Stocks surge to new highs for 2023: right again

Stock market makes new highs, DJIA crosses 37,000:

Looks like I was right yet again to buy the dips and to hold. For 2023, I rolled over my 2022 market and economic predictions, meaning I changed nothing. And sure enough, 2023 has been one of the biggest years ever.

Here is what I wrote:

-I am going to rollover my 2022 economics forecasts, meaning that my 2023 forecasts are unchanged from 2022. Inflation will subside, but this is not saying much. The stock market will likely go up if history is any guide. The last time the S&P 500 had two consecutive double-digit negative years was 2000-2002, so 22 years ago.

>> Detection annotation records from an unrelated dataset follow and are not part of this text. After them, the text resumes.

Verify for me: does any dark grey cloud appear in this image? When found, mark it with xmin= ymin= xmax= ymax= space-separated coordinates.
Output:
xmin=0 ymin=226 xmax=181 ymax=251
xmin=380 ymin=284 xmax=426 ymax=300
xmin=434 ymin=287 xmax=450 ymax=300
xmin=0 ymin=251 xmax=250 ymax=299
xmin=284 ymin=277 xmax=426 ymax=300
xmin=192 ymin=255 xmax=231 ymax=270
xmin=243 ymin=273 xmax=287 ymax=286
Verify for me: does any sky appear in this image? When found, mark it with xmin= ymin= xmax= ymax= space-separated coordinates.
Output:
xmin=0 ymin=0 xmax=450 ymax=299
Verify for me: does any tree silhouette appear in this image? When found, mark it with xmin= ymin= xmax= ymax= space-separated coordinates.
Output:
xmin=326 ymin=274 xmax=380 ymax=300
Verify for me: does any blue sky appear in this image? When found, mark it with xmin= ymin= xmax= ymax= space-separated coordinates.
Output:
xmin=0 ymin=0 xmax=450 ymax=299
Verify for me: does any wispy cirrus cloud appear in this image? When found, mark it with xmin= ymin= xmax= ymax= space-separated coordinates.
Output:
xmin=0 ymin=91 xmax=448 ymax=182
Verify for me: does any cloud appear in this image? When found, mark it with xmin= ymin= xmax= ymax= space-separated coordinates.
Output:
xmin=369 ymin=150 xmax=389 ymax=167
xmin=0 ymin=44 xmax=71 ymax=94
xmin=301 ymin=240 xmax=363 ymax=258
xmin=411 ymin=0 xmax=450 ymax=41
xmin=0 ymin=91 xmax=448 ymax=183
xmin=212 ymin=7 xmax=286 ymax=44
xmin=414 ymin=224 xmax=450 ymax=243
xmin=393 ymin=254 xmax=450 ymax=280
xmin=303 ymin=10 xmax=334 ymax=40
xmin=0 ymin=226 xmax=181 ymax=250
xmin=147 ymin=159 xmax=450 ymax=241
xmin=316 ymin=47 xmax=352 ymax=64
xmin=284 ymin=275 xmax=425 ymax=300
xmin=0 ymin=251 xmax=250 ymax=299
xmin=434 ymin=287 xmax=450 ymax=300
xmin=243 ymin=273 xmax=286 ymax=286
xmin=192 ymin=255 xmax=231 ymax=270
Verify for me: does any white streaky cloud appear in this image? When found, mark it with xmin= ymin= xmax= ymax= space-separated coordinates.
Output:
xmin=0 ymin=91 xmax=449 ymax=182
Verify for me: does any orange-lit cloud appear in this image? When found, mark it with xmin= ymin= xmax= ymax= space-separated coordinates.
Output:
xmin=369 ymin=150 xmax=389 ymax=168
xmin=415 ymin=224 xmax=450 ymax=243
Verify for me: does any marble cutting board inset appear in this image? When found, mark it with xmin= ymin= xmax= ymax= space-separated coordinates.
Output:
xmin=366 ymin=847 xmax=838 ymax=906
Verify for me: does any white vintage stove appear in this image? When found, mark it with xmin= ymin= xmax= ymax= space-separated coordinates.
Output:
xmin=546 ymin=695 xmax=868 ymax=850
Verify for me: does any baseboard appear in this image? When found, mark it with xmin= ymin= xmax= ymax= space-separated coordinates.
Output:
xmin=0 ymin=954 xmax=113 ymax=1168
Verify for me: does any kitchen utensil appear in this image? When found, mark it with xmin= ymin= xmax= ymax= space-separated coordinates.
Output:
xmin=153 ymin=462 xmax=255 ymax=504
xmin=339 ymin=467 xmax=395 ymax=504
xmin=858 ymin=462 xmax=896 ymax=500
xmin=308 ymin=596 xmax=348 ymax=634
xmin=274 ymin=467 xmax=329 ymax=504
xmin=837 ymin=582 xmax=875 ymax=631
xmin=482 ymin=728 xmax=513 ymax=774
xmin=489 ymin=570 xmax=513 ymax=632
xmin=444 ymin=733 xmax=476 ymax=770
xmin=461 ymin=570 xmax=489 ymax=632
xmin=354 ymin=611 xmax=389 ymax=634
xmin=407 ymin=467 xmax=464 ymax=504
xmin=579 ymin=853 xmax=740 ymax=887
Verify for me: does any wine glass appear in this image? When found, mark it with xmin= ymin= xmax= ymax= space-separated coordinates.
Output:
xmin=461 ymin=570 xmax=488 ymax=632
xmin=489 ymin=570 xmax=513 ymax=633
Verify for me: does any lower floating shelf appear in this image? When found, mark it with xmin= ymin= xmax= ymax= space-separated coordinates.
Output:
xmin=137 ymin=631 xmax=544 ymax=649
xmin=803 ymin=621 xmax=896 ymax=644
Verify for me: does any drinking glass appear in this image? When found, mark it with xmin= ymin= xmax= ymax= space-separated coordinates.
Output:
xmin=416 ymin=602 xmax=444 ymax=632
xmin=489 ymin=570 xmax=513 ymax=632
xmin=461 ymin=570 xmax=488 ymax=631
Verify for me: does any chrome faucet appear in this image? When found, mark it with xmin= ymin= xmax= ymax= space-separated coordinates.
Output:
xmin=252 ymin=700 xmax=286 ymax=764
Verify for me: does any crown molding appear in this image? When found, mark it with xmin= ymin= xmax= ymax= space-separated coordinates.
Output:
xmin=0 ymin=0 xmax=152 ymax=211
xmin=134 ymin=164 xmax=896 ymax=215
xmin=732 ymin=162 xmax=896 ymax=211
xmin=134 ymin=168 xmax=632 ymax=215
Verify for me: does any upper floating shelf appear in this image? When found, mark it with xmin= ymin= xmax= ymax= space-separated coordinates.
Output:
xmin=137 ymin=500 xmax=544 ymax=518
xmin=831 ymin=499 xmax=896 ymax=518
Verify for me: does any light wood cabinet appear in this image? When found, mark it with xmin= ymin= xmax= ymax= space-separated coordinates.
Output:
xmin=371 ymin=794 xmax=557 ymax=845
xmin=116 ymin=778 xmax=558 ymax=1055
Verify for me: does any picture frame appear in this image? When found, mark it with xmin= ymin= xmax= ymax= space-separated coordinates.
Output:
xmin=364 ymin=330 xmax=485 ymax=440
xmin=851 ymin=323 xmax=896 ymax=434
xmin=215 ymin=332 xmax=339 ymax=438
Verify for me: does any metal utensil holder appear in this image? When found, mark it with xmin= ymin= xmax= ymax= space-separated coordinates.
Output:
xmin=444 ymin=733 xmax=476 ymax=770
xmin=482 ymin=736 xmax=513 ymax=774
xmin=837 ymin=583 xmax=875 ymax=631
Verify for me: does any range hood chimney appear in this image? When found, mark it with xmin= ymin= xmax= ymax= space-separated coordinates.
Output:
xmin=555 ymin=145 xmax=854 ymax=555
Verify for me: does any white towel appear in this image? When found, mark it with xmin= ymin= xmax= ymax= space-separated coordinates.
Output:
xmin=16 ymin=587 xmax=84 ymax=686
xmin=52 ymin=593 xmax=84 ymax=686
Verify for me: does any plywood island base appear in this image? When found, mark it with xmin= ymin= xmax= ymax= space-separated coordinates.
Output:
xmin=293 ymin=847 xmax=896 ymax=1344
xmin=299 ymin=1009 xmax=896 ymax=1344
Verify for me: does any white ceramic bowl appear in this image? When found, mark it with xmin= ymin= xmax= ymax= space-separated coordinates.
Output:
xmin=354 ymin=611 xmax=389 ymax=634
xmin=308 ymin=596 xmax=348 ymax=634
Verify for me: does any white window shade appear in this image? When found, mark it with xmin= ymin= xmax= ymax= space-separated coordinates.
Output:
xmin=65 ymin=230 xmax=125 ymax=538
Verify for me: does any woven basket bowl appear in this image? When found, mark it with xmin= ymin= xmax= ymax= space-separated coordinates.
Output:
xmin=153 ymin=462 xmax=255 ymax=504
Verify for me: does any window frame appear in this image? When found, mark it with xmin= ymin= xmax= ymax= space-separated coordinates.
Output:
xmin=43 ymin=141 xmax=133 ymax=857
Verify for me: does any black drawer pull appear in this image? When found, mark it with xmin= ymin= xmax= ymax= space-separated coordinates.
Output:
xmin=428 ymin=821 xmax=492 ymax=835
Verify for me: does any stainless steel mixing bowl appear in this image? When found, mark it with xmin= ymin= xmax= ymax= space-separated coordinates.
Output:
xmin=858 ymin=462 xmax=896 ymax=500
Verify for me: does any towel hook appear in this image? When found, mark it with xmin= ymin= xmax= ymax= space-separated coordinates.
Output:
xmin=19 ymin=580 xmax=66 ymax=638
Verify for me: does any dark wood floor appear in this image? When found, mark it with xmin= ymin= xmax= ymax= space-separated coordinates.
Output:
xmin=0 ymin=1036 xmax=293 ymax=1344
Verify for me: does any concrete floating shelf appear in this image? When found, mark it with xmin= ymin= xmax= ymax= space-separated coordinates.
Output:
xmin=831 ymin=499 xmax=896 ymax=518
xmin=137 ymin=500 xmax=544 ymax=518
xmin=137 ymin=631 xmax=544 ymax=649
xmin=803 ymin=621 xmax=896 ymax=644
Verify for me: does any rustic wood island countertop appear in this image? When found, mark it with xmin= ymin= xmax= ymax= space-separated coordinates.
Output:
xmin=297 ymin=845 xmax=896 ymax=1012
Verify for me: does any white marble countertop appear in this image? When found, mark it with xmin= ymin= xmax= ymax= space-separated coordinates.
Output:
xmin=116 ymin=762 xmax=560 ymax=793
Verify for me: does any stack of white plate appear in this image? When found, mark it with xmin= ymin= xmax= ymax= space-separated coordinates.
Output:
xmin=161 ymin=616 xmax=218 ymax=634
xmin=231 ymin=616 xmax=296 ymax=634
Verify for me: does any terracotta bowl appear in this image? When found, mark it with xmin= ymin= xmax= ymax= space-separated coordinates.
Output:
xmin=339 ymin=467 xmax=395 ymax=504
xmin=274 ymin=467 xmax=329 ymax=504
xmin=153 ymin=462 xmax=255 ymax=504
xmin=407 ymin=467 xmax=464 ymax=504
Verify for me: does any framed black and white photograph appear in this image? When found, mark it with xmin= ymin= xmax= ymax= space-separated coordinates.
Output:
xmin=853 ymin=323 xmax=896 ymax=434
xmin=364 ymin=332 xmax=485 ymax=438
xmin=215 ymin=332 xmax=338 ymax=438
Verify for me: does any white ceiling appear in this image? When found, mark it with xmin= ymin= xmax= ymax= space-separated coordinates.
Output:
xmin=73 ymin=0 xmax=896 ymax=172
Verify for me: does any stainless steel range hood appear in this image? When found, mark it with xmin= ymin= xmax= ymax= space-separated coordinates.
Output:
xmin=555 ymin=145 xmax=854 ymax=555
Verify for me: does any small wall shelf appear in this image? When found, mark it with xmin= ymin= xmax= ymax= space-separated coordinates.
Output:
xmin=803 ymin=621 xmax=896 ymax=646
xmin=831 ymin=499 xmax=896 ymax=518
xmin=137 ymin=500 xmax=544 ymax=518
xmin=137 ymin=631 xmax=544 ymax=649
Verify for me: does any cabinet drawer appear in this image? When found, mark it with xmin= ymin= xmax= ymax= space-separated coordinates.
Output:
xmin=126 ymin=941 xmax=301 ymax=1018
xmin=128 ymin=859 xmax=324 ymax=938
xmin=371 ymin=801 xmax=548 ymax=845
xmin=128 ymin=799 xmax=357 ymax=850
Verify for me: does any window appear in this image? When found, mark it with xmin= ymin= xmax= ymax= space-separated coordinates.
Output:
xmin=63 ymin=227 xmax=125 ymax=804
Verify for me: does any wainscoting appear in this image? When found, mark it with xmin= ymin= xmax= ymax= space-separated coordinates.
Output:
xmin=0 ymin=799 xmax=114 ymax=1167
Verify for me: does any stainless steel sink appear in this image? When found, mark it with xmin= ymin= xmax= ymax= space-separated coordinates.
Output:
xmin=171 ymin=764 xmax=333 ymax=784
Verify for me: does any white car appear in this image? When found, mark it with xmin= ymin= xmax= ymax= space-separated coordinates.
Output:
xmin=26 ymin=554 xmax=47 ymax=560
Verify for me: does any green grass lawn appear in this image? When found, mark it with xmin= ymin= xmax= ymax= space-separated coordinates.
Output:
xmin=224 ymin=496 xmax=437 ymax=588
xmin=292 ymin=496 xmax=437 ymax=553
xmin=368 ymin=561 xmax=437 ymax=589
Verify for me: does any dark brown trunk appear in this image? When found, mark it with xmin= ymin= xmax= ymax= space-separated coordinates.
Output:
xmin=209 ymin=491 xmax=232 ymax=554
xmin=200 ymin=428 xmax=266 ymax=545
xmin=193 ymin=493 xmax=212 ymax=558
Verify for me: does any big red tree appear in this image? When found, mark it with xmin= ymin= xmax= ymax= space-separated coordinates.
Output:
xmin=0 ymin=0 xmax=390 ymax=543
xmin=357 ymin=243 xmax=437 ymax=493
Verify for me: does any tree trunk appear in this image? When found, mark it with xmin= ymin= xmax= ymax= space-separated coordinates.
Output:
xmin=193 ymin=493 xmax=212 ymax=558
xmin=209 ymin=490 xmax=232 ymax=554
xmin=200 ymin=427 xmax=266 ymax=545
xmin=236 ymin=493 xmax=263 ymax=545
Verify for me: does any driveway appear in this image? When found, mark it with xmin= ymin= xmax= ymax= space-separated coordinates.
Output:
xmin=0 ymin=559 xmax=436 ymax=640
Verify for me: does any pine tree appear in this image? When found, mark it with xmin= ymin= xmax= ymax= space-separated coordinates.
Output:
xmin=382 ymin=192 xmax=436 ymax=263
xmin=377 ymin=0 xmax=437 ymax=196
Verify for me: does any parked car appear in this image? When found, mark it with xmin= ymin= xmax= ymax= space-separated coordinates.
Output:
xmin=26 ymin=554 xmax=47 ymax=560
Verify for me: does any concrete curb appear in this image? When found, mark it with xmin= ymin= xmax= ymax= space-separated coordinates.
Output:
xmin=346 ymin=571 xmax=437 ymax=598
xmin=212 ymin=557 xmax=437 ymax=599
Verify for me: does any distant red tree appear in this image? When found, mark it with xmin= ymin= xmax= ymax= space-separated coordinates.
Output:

Inflation has subsided too: Slowing US inflation boosts hopes Fed done with rate hikes. 2023, in short, could not have gone better.

After all the pessimism in 2022 about inflation, rate hikes, weakness, etc. it’s nuts how fast the market recovered, and now making new highs as if all that old stuff last year a distant memory and irrelevant. It goes to show how it pays to ‘hodl’. Large companies more than ever are money-printing machines, whether in tech, retail, food, healthcare, etc. And that money goes to shareholders in the form of dividends, retained earnings, or buybacks.

To go off on a tangent, people complain about credentialism being an impediment to growth, but it evidently has not hurt big companies. Aggressively screening for degrees seems to be worth it. Given that labor is one of the biggest expenses for any business–hence why layoffs are the favored way for companies to quickly cut costs–if they could hire high school grads for those same roles, they surely would instead of having to pay the college wage premium. Same for ‘DEI’. It comes down, in the end, to profits, and large US companies sure seem to excel at making money, no matter what.

An argument can be made that such companies are profitable in spite of those things, but I somewhat disagree. DEI, including token hires, are tiny relative to overall budgets and the workforce, but the positive PR makes it worthwhile. Given that Republicans only talk tough on wokeness but do not care or have no power in terms of policy–and dems obviously respond favorably–there is only upside (unless you totally screw up, like the Bud Light fiasco). Companies run A/B tests to optimize sales: Perhaps that despite only being 13% of the population, blacks having 70%+ representation in commercials/ads boosts sales, compared to that what is actually representative of the population.

We like to think we know what is best, but these people are experts at making money, and although they sometimes screw up–like with Target’s LGBT ads or Bud Light–they succeed more often than not, even when their choices or actions seem irrational to ‘us’ outsiders.